Il passaggio e la completa sostituzione dei combustibili fossili con le fonti di energia rinnovabile devono essere, dunque, più risoluti e rapidi che mai. Il rischio, infatti, che questo debba avvenire già in fase di avanzata crisi – quando le economie oramai in sofferenza non riuscirebbero più a garantire slanci tecnologici e d’investimento adeguati a un rimpiazzo che sia pieno e capillarmente diffuso – è tutt’altro che trascurabile. Specialmente se si considera il fatto che, se è possibile giungere a una piena sostituzione del fossile col rinnovabile sul piano dell’approvvigionamento energetico, non si può dire altrettanto per quanto riguarda i materiali sintetici sopra considerati. La disponibilità delle produzioni che invadono i nostri mercati, che nutrono le nostre economie, che ci assicurano l’odierna opulenza, garantendoci tenori di vita tuttora alti, oltre che sull’immane quantità di energia a basso costo che il fossile ancora ci assicura, può contare sulla versatilità, l’efficienza e l’economicità dei materiali che dal petrolio si ricavano. E, sebbene le tecnologie per ricavare, per via vegetale, materiali analoghi progrediscano, il problema principale rimane economico. Infatti, anche realizzarli per via biotecnologica presupporrebbe quantità immani di suolo e acqua da sottrarre all’agricoltura (peraltro, già compromessi da un uso non sostenibile e dai mutamenti climatici stessi). I progressi dell’ingegneria genetica a tale riguardo potrebbero fare tanto, ma quali i rischi? Forse, sarebbe ora – fermo restando il perseguimento improcrastinabile dei suddetti obiettivi – che cominciassimo anche a imprimere dei personali cambiamenti ai nostri stili di vita. E che prendessimo coscienza del fatto, per esempio, che non ha molto senso partecipare a una manifestazione a favore dell’ambiente e cambiare al contempo smartphone ogni cinque mesi. Pare quasi che il petrolio e gli altri combustibili fossili, in modo fuorviante, abbiano lusingato l’uomo occidentale di poter continuare a vivere e godere, sempre, al di sopra dei propri mezzi. Con un agio, dei confort e un benessere cui nessuna società del passato per quanto rigogliosa, fastosa e risplendente era mai stata abituata.

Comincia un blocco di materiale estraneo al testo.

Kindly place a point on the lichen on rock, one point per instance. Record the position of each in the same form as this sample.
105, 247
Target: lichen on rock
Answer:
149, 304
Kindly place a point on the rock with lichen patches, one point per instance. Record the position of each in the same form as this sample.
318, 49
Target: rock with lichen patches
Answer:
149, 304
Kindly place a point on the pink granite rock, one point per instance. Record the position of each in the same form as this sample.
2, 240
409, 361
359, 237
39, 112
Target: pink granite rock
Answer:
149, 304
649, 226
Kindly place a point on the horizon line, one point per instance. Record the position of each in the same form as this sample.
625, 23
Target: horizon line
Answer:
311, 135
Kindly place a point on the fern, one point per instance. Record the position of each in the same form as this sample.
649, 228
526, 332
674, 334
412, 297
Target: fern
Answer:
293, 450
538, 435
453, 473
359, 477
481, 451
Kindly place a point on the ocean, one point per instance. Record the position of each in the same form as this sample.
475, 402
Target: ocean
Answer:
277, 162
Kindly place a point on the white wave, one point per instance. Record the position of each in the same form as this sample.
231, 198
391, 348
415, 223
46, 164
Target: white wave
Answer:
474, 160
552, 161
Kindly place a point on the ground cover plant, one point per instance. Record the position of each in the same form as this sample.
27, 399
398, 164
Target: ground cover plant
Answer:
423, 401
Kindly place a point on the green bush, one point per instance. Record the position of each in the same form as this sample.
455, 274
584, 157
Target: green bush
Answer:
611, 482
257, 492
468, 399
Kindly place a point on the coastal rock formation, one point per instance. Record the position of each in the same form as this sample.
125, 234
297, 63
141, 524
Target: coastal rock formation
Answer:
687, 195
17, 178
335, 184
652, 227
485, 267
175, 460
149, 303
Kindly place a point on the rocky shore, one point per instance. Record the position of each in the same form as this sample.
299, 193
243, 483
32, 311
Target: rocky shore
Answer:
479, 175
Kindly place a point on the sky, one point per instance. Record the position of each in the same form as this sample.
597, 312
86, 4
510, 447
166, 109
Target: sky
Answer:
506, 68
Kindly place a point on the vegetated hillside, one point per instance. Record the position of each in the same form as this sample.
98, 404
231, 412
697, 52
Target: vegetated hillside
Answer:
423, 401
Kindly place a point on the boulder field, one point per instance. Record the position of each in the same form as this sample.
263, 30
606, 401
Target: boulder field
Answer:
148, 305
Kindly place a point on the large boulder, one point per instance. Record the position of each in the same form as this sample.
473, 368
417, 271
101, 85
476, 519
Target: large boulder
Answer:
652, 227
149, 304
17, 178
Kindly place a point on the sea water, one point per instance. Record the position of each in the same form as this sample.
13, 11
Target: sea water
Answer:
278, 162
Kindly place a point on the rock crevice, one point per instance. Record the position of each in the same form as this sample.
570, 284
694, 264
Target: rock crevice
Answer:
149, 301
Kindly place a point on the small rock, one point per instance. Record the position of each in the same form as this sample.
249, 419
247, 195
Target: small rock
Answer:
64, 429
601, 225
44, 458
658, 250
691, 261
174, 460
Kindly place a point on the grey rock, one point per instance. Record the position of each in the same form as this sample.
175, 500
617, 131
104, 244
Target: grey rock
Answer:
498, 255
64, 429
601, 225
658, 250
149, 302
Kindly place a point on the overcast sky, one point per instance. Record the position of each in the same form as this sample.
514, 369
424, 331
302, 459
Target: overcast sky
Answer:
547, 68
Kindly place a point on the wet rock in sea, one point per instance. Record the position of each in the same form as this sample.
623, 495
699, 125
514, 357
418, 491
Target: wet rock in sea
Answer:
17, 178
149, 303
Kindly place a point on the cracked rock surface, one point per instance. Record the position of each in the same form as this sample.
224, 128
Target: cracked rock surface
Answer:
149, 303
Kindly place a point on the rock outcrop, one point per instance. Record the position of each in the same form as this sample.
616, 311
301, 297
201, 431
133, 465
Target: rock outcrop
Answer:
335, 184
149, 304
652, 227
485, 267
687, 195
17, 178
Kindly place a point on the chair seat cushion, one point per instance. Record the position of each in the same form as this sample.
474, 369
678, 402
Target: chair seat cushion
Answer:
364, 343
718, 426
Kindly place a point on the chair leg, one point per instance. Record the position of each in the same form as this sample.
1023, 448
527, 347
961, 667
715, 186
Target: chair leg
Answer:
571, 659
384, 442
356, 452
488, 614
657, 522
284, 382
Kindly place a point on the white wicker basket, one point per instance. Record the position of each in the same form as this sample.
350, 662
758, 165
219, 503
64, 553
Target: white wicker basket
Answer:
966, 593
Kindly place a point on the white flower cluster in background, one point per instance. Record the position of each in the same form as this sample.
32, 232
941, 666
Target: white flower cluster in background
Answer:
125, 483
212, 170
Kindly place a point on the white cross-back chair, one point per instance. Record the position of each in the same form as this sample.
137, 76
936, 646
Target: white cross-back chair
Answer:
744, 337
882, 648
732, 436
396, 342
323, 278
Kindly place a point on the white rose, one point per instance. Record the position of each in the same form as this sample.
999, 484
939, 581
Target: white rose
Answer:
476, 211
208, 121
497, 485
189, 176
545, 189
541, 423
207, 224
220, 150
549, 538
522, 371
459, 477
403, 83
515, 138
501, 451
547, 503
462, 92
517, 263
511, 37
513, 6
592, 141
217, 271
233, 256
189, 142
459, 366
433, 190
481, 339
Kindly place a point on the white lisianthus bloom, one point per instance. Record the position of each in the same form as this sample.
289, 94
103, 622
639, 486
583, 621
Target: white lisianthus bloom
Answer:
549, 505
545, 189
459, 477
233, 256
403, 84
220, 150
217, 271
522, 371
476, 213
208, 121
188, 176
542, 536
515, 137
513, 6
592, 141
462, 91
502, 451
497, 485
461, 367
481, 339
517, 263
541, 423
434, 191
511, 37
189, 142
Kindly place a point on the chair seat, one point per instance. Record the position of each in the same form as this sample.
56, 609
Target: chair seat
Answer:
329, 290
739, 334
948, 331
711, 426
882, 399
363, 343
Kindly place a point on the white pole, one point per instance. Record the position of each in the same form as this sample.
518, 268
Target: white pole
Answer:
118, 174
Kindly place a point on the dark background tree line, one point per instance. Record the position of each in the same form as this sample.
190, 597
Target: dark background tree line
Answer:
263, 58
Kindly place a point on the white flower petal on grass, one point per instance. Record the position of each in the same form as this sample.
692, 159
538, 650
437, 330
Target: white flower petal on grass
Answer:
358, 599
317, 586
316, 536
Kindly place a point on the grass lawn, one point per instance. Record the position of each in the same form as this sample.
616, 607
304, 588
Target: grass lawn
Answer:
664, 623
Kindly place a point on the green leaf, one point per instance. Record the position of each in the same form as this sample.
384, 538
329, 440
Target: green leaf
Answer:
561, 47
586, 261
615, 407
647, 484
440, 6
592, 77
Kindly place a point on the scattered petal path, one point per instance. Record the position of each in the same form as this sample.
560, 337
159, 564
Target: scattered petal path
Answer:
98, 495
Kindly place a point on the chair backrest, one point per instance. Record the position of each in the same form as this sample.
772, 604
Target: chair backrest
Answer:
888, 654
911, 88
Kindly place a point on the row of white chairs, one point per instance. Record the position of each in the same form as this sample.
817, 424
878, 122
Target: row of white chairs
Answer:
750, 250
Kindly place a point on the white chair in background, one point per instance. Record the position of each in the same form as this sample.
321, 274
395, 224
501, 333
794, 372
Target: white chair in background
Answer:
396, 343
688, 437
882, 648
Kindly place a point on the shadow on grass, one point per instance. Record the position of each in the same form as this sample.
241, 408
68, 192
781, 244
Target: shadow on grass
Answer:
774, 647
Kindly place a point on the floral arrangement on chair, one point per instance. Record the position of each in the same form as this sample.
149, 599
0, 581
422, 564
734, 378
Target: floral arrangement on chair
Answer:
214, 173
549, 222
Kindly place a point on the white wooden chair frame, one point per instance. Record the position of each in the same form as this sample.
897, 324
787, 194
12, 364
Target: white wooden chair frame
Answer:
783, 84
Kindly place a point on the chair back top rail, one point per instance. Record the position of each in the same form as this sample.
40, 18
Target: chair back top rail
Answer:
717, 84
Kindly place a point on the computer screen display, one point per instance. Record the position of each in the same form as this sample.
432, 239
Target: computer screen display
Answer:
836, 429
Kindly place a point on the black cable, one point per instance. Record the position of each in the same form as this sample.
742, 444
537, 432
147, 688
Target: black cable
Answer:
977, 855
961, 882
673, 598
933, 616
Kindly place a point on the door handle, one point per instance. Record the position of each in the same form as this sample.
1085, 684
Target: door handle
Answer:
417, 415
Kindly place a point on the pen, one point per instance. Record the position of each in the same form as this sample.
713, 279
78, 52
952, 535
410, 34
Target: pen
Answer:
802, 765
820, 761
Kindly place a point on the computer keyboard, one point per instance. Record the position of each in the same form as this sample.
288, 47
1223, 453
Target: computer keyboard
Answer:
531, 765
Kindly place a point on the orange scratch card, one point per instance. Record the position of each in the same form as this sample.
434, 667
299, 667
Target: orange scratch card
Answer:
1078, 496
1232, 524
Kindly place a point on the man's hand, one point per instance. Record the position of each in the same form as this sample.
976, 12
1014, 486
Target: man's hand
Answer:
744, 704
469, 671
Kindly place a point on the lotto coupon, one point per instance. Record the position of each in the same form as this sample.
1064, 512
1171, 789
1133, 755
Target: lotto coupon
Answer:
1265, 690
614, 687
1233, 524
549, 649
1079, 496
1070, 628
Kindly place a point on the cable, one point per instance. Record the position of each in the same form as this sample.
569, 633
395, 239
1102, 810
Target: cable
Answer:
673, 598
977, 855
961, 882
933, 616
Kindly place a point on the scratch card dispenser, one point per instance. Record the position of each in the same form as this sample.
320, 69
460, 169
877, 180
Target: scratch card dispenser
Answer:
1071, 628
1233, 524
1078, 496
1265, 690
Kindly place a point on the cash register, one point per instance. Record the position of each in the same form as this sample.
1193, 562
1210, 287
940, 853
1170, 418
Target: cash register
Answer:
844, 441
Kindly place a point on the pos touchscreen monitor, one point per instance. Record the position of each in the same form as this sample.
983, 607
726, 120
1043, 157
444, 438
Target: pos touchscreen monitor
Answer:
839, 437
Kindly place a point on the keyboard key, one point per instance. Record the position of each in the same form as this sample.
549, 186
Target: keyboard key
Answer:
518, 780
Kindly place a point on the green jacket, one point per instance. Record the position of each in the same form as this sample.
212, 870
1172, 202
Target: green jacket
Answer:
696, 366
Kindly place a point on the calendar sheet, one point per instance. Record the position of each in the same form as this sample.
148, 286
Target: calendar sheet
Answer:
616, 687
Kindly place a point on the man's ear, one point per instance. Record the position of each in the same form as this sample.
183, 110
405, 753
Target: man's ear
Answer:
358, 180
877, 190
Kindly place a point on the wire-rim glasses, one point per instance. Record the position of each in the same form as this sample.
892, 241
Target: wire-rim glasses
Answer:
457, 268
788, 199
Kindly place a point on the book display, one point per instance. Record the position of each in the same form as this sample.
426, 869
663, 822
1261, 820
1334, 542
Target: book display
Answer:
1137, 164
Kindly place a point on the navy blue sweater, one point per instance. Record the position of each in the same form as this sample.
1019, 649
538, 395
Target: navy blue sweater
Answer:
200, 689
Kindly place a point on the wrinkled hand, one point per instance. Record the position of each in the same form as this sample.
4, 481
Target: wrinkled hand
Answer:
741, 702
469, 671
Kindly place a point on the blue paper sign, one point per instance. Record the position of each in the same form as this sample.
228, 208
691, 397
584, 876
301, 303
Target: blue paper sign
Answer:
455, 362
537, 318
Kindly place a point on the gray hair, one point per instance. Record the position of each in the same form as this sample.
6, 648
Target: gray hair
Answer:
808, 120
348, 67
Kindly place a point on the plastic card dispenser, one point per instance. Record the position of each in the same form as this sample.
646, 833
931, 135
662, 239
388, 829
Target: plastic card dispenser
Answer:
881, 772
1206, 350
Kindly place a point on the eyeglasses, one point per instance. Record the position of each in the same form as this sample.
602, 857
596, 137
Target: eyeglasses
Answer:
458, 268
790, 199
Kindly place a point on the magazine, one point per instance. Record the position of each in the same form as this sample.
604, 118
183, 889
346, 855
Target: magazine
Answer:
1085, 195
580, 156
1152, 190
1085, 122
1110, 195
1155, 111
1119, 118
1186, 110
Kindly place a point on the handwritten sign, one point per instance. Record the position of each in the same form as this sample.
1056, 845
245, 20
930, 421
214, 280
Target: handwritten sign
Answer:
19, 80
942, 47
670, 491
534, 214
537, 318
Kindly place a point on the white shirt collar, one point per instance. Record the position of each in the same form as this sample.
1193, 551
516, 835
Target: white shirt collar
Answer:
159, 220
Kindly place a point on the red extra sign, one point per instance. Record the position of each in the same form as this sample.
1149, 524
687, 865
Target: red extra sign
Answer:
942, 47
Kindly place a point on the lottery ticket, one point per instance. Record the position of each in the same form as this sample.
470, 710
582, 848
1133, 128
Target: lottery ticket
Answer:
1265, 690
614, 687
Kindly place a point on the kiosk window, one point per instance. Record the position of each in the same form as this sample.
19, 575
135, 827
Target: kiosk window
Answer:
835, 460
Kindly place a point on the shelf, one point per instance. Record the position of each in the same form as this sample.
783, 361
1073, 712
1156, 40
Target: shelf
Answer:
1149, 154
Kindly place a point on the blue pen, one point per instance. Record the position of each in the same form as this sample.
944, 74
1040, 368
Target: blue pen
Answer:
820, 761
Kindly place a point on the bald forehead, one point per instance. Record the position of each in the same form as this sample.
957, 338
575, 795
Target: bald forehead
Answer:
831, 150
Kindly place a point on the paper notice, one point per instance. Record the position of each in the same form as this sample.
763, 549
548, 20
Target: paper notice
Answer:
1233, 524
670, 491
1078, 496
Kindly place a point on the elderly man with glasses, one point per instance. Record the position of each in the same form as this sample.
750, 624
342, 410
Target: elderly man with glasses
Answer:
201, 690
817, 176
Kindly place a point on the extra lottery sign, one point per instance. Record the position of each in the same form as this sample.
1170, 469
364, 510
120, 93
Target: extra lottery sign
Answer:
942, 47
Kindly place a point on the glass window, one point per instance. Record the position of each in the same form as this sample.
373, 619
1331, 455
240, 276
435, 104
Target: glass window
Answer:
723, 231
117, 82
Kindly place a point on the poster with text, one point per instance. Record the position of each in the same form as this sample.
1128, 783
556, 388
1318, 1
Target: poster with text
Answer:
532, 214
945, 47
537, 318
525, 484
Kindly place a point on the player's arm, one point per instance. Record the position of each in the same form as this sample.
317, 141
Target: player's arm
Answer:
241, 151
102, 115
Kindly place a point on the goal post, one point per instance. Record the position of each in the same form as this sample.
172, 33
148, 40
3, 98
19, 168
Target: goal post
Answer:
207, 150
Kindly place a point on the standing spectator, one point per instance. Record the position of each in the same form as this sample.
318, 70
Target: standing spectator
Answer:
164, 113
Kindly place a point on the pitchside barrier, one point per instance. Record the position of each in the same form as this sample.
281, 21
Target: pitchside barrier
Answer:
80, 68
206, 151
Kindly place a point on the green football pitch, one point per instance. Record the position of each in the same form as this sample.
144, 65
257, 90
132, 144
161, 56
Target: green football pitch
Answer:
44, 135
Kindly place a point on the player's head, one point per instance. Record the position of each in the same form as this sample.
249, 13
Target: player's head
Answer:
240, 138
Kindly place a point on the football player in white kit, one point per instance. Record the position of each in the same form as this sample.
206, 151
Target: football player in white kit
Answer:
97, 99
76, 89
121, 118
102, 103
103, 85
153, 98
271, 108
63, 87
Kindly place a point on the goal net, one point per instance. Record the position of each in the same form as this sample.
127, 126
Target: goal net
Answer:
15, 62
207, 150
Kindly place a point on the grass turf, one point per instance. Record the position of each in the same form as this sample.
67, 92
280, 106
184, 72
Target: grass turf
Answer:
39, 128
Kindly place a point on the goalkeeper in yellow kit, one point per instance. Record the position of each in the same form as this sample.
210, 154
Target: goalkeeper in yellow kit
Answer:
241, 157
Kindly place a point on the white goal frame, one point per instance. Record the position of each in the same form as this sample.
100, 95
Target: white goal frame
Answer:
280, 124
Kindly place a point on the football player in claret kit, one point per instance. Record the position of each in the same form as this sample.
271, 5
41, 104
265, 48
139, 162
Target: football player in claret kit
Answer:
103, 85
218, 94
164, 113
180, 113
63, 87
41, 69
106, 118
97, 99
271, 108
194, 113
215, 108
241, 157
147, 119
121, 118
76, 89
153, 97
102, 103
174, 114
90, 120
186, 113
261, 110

Un’ingannevole seduzione paragonabile, quasi, a quella dello stesso diavolo, del quale i combustibili fossili ne costituiscono forse perfetta metafora. Il fossile fu infatti, un tempo, creatura del Sole che – allegoria del Creatore – a tutto dà vita. Il fossile è per l’appunto quel che resta di animali e piante esistite centinaia di milioni d’anni fa. Divenuto poi però cadavere e rifiutati per sempre i raggi della “Luce”, fossilizzò come scarto di vita (biologica); e come sterco o immondizia rimossa (e fuggita) dal luogo dei viventi (biosfera) sprofondò oscuro (nero) nell’abisso delle viscere della Terra. Ma all’uomo parve cosa assai gradita da lì richiamarlo e, a proprio tornaconto, riesumarlo. Il tentatore allora si oppose e pose in antitesi al Sole stesso (fonte d’energia rinnovabile), sì da sfidarlo. Alla Terra ne vennero guai e sozzure d’ogni sorta (inquinanti, emissioni, plastiche, ecc.; e un calore “infernale”), per sé e per l’uomo da lei tenuto in grembo; non ultime quelle disuguaglianze, ingiustizie, sopraffazioni, egoismi, guerre e incommensurabili contraddizioni, sin dal principio insiti nel sistema che, su di esso fondato, dà a pochi e affama molti. Così l’uomo, di sé inebriato, non s’accorgeva che il suo mirabolante e largo benefattore contemplava la medesima mistificata azione distruttrice serbata da Mefistofele al Faust che, naturalmente, speriamo sia quello di Goethe e non di Marlowe.